Spellbound: A World in Flux there. Her piece, “Walking on the Frozen Concord River,” features Altmann in a red coat walking over the icy river. “I thought I was going to die,” said Altmann about the filming process of the video.

“My creative process varies depending on the project. I basically just see things that I like and start building video footage around it.” Many of Altmann’s pieces in the Spellbound exhibit involve water: frozen or moving, shallow or deep. She transports the viewer from below the surface to above the surface, from summer to winter.

“Madeleine is actually capturing something that is uniquely her’s,” said Eric Marciano, 56, a filmmaker and media creator from New York who visited Altman’s exhibit on its opening day Nov. 7. “ It’s her family, it’s her dog, it’s her Concord river, it’s her yard. She's doing something that hasn't been done before and that’s neat.”

In 1981, Altmann studied video art at Hampshire College, where she earned her Bachelor of Arts before receiving her Master of Fine Arts from San Francisco Arts School. While in San Francisco, Altmann had a longstanding variety television show, MVTV. She produced, directed, and even hosted 52 live episodes featuring performance art and entertainment. “They are really crazy shows and I haven’t seen anything on television quite like it,” said Altmann.

“You might be thinking ‘Oh my god, this lady is (expletive) crazy.’”

Art was not an easy profession for her to pursue, especially when she was trying to raise her son Otto and daughter Ava. “I got kind of turned off by the art scene, there’s a lot of ego, a lot of politics, and there’s not a lot of money to make it worth it at that time in my life,” said Altmann. Because of this, Altmann decided to pursue commercial television production, which is when she earned her

Professional Masters in Interactive Telecommunications from New York University.

She worked as a director in PEG television for several years, while remaining close to home for her family.

“One of the things I wanted to capture was the art of walking,” Altmann said. “It seems effortless and natural-like, like, ‘Oh, you're just videoing her walking,’ but it’s really not. The thing with video is that whatever is going to go wrong is going to go wrong. There are so many moving parts, the wind, the light, the camera, the boat, the shaking, the vibrations of the motor.”

“I want it to be playful. I don’t want it to be demanding on the viewer.” And playful is exactly what Altmann’s piece filmed at Drake’s Island in Maine, embodies. Using a Go Pro in 4 K, Altmann recorded children at the beach jumping over a puddle-immersed Go Pro. “There was something lovely and innocent about that.”

Her art is reflective, it is relaxing, it is symbolic, it is almost paradoxical. Magically portraying natural scenery in a technological format, a format that has been discarded but Altmann revitalized. The monitors were rescued from the trash of television stations and city building and then Altmann’s partner and husband Andreas Uthoff constructed the mobile sculptures.

Several of Altmann’s installations are, as Nalband said, “just plug and play. It can be set up anywhere, at then end of a hallway, in your dorm, in a business, in a hospital. It’s very soothing.”

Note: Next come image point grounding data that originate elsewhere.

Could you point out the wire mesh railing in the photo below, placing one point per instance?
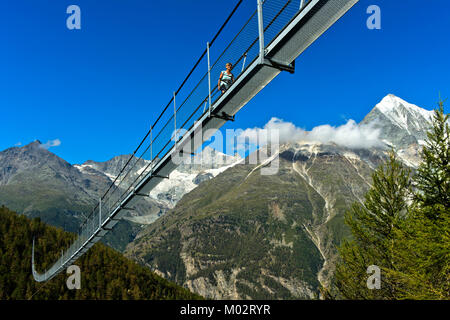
(195, 96)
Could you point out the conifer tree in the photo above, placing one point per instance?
(373, 226)
(424, 251)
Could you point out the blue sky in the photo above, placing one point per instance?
(98, 89)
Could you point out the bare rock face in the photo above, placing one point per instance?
(243, 235)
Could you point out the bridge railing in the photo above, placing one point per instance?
(236, 42)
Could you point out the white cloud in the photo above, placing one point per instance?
(51, 143)
(349, 134)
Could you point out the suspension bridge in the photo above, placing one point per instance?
(260, 44)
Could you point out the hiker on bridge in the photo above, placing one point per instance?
(226, 78)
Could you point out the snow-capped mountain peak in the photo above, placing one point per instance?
(403, 114)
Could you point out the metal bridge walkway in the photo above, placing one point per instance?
(275, 34)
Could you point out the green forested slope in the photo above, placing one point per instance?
(105, 273)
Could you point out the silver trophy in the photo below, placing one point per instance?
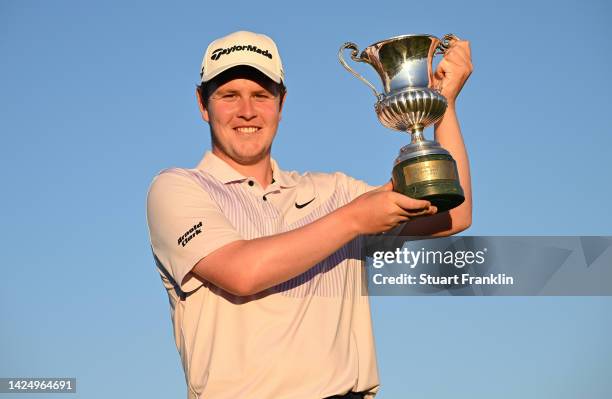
(410, 103)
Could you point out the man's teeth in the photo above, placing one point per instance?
(247, 129)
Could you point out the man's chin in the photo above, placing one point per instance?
(250, 159)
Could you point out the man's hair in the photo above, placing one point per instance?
(206, 88)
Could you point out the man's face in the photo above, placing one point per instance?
(243, 113)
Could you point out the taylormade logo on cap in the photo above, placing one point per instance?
(242, 48)
(248, 47)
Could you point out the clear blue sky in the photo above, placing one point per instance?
(97, 97)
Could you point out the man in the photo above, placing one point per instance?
(262, 265)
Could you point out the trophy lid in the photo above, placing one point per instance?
(399, 37)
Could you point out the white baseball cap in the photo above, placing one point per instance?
(242, 48)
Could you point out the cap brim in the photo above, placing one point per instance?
(274, 77)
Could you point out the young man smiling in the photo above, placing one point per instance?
(267, 295)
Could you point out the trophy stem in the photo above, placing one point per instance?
(417, 135)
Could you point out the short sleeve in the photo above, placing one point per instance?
(356, 187)
(185, 225)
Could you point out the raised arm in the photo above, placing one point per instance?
(452, 72)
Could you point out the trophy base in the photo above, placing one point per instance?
(430, 177)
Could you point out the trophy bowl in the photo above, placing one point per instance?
(410, 102)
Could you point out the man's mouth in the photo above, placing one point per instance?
(246, 129)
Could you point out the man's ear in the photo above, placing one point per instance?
(203, 109)
(282, 104)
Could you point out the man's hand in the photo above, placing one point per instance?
(382, 209)
(454, 70)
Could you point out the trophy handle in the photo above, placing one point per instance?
(354, 51)
(445, 43)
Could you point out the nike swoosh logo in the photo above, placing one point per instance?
(303, 205)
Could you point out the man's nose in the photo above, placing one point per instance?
(246, 109)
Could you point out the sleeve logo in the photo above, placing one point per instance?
(189, 234)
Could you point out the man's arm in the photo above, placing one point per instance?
(246, 267)
(453, 71)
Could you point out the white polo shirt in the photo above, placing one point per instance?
(307, 338)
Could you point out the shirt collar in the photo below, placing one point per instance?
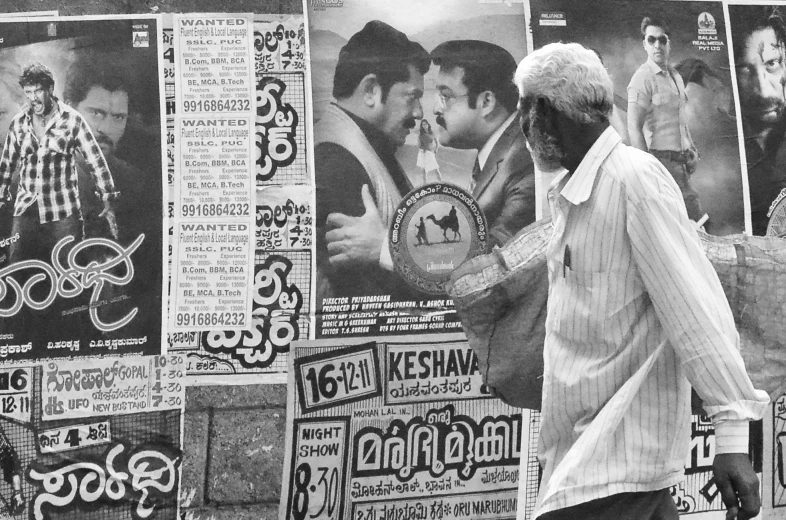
(484, 153)
(655, 68)
(57, 106)
(579, 186)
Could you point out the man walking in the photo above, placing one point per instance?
(636, 315)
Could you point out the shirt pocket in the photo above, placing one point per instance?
(579, 304)
(58, 142)
(663, 98)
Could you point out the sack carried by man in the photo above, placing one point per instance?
(501, 299)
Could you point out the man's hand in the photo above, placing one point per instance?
(17, 502)
(352, 240)
(691, 160)
(738, 485)
(109, 215)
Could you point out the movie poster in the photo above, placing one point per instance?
(89, 287)
(427, 131)
(401, 430)
(696, 139)
(95, 440)
(758, 31)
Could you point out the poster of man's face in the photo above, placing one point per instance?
(673, 68)
(98, 77)
(759, 36)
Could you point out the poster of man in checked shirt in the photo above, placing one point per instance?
(81, 183)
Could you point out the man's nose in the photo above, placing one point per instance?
(417, 112)
(768, 85)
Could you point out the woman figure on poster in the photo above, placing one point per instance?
(427, 153)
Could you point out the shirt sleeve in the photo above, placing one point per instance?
(640, 90)
(693, 311)
(96, 163)
(9, 161)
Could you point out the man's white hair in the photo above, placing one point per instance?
(569, 76)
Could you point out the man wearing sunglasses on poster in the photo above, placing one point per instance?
(656, 113)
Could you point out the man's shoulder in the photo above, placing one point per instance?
(333, 162)
(639, 172)
(641, 76)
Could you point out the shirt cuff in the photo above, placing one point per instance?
(385, 260)
(731, 436)
(110, 195)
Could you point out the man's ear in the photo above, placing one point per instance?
(371, 89)
(548, 116)
(487, 102)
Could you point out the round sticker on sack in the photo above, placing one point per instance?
(435, 229)
(776, 226)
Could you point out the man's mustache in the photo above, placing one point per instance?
(765, 104)
(104, 139)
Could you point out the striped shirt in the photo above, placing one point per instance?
(48, 168)
(635, 312)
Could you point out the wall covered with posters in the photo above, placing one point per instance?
(279, 344)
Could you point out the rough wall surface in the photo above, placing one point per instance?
(234, 436)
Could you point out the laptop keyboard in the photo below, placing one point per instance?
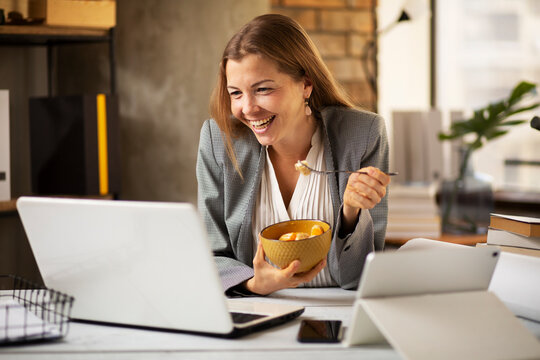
(241, 318)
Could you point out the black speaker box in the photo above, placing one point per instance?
(74, 145)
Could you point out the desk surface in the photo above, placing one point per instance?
(471, 240)
(92, 341)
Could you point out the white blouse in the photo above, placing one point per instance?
(311, 200)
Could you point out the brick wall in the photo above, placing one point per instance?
(340, 29)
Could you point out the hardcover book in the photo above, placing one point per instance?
(523, 225)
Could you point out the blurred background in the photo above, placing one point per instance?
(403, 59)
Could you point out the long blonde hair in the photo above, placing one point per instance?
(283, 41)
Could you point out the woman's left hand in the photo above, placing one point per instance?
(363, 191)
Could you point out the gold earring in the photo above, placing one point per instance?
(307, 109)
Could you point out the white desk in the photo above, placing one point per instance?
(103, 342)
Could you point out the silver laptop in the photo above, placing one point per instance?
(141, 264)
(423, 266)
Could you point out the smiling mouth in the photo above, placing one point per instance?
(263, 123)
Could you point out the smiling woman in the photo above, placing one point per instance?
(275, 103)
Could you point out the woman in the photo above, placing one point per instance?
(276, 103)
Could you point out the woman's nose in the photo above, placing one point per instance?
(249, 105)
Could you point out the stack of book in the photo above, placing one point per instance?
(412, 212)
(515, 280)
(518, 234)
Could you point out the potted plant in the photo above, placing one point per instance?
(461, 197)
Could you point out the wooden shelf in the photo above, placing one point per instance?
(41, 34)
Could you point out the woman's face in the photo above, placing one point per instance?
(269, 102)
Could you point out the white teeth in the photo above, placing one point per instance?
(263, 122)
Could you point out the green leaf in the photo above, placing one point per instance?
(512, 122)
(495, 109)
(495, 134)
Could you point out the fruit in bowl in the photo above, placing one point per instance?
(305, 240)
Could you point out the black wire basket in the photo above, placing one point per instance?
(30, 312)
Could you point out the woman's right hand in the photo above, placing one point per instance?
(268, 279)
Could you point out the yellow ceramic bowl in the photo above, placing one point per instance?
(309, 251)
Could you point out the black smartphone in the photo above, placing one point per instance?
(325, 331)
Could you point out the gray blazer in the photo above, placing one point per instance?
(352, 139)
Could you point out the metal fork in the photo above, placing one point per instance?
(325, 172)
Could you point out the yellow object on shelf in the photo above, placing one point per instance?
(76, 13)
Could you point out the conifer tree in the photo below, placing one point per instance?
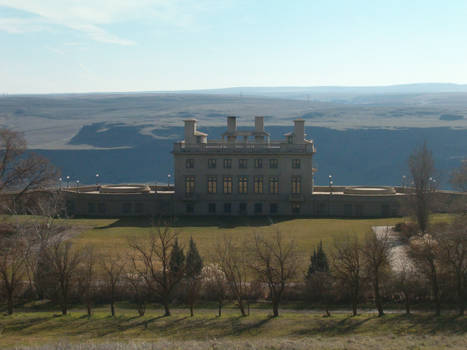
(177, 260)
(194, 266)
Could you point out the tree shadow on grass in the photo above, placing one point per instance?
(330, 326)
(197, 221)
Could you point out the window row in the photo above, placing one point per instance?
(242, 208)
(242, 184)
(243, 163)
(126, 208)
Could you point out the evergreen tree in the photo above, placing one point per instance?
(194, 266)
(194, 263)
(318, 261)
(177, 260)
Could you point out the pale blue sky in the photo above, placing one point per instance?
(140, 45)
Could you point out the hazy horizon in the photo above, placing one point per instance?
(180, 45)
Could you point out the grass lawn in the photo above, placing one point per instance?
(31, 328)
(113, 234)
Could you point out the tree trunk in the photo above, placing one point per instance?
(241, 307)
(64, 308)
(460, 294)
(275, 308)
(88, 306)
(436, 295)
(407, 303)
(10, 304)
(378, 303)
(166, 308)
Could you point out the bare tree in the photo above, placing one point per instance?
(21, 171)
(375, 253)
(233, 262)
(63, 260)
(112, 272)
(421, 165)
(215, 285)
(347, 266)
(139, 289)
(13, 252)
(453, 251)
(275, 262)
(87, 278)
(406, 282)
(425, 254)
(152, 261)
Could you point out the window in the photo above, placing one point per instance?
(212, 208)
(243, 184)
(189, 185)
(189, 208)
(126, 208)
(242, 208)
(274, 185)
(227, 163)
(190, 163)
(296, 185)
(211, 163)
(273, 208)
(227, 184)
(258, 208)
(347, 209)
(296, 208)
(139, 207)
(212, 184)
(91, 207)
(258, 184)
(101, 208)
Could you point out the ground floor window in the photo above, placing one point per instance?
(139, 207)
(347, 209)
(126, 207)
(242, 208)
(296, 208)
(212, 208)
(91, 208)
(101, 207)
(189, 208)
(258, 208)
(273, 208)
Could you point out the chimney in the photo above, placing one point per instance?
(259, 124)
(190, 129)
(299, 131)
(231, 124)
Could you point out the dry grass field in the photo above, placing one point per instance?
(292, 330)
(113, 235)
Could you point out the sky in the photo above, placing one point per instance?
(61, 46)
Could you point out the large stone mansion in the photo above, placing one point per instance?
(244, 173)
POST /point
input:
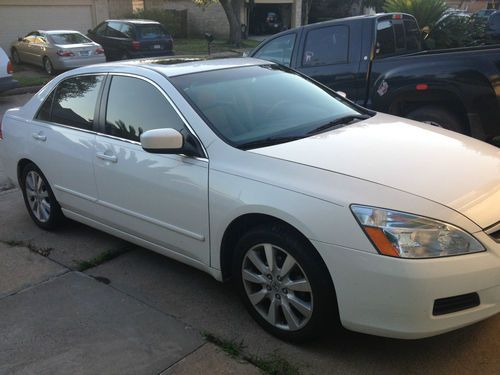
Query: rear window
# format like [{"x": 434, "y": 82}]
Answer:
[
  {"x": 151, "y": 31},
  {"x": 69, "y": 38}
]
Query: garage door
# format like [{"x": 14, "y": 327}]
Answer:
[{"x": 19, "y": 20}]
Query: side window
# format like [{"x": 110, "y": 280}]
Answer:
[
  {"x": 44, "y": 111},
  {"x": 128, "y": 117},
  {"x": 386, "y": 43},
  {"x": 412, "y": 35},
  {"x": 101, "y": 29},
  {"x": 326, "y": 46},
  {"x": 75, "y": 101},
  {"x": 113, "y": 30},
  {"x": 278, "y": 50},
  {"x": 127, "y": 30}
]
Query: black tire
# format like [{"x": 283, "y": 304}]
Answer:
[
  {"x": 55, "y": 216},
  {"x": 16, "y": 59},
  {"x": 48, "y": 67},
  {"x": 324, "y": 315},
  {"x": 437, "y": 116}
]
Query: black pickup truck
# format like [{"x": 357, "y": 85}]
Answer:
[{"x": 379, "y": 63}]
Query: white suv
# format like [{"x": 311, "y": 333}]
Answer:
[{"x": 6, "y": 70}]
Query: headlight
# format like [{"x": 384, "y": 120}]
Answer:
[{"x": 403, "y": 235}]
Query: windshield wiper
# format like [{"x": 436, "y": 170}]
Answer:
[
  {"x": 342, "y": 121},
  {"x": 268, "y": 142}
]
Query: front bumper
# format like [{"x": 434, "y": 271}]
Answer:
[
  {"x": 395, "y": 297},
  {"x": 7, "y": 83}
]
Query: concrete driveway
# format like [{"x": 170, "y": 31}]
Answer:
[{"x": 142, "y": 313}]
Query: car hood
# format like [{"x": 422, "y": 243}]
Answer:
[{"x": 445, "y": 167}]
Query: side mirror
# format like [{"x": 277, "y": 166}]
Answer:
[{"x": 162, "y": 141}]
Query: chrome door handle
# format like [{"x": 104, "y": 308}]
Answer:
[
  {"x": 111, "y": 158},
  {"x": 39, "y": 137}
]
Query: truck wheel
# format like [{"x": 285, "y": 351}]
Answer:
[
  {"x": 284, "y": 284},
  {"x": 437, "y": 116}
]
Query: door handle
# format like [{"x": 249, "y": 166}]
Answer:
[
  {"x": 111, "y": 158},
  {"x": 39, "y": 137}
]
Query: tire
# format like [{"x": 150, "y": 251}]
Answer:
[
  {"x": 47, "y": 65},
  {"x": 39, "y": 199},
  {"x": 437, "y": 116},
  {"x": 15, "y": 57},
  {"x": 297, "y": 305}
]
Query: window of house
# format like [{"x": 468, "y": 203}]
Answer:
[{"x": 278, "y": 50}]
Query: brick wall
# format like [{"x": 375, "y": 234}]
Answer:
[{"x": 210, "y": 19}]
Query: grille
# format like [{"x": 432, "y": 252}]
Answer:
[{"x": 449, "y": 305}]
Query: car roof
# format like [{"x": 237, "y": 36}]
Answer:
[
  {"x": 135, "y": 21},
  {"x": 176, "y": 66}
]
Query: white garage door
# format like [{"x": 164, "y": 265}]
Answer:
[{"x": 16, "y": 20}]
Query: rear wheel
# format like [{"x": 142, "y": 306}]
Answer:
[
  {"x": 40, "y": 201},
  {"x": 47, "y": 65},
  {"x": 284, "y": 284},
  {"x": 15, "y": 56},
  {"x": 437, "y": 116}
]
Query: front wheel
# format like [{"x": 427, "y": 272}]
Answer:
[
  {"x": 284, "y": 284},
  {"x": 40, "y": 201}
]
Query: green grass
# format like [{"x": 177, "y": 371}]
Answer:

Not all of Altman’s work is joyful. “Black Ice,” which immerses the viewer into the depth of icy darkness where reflections of faces gradually appear, is a tribute to her brother who died in May. She said she was inspired by David Thoreau’s “A Week on the Concord and Merrimack River,” which was a tribute to his dead brother and she describes her piece as “lost memories or ghosts trapped deep in the recesses of the ice and of the mind.

“What art is and what she's doing is expressing oneself,” said Marciano. “She’s expressing herself through this medium. She’s got a style and she’s choosing a subject matter that she's comfortable with and it seems to be organically appealing to herself.”

Altmann hopes viewers can relate on a personal level to her work, whether they see faces of their lost ones in “Black Ice,” or feel the joy once again of being a child jumping over puddles.

“I just want to make it as accessible as possible,” she said. “I honestly want people to enjoy it.”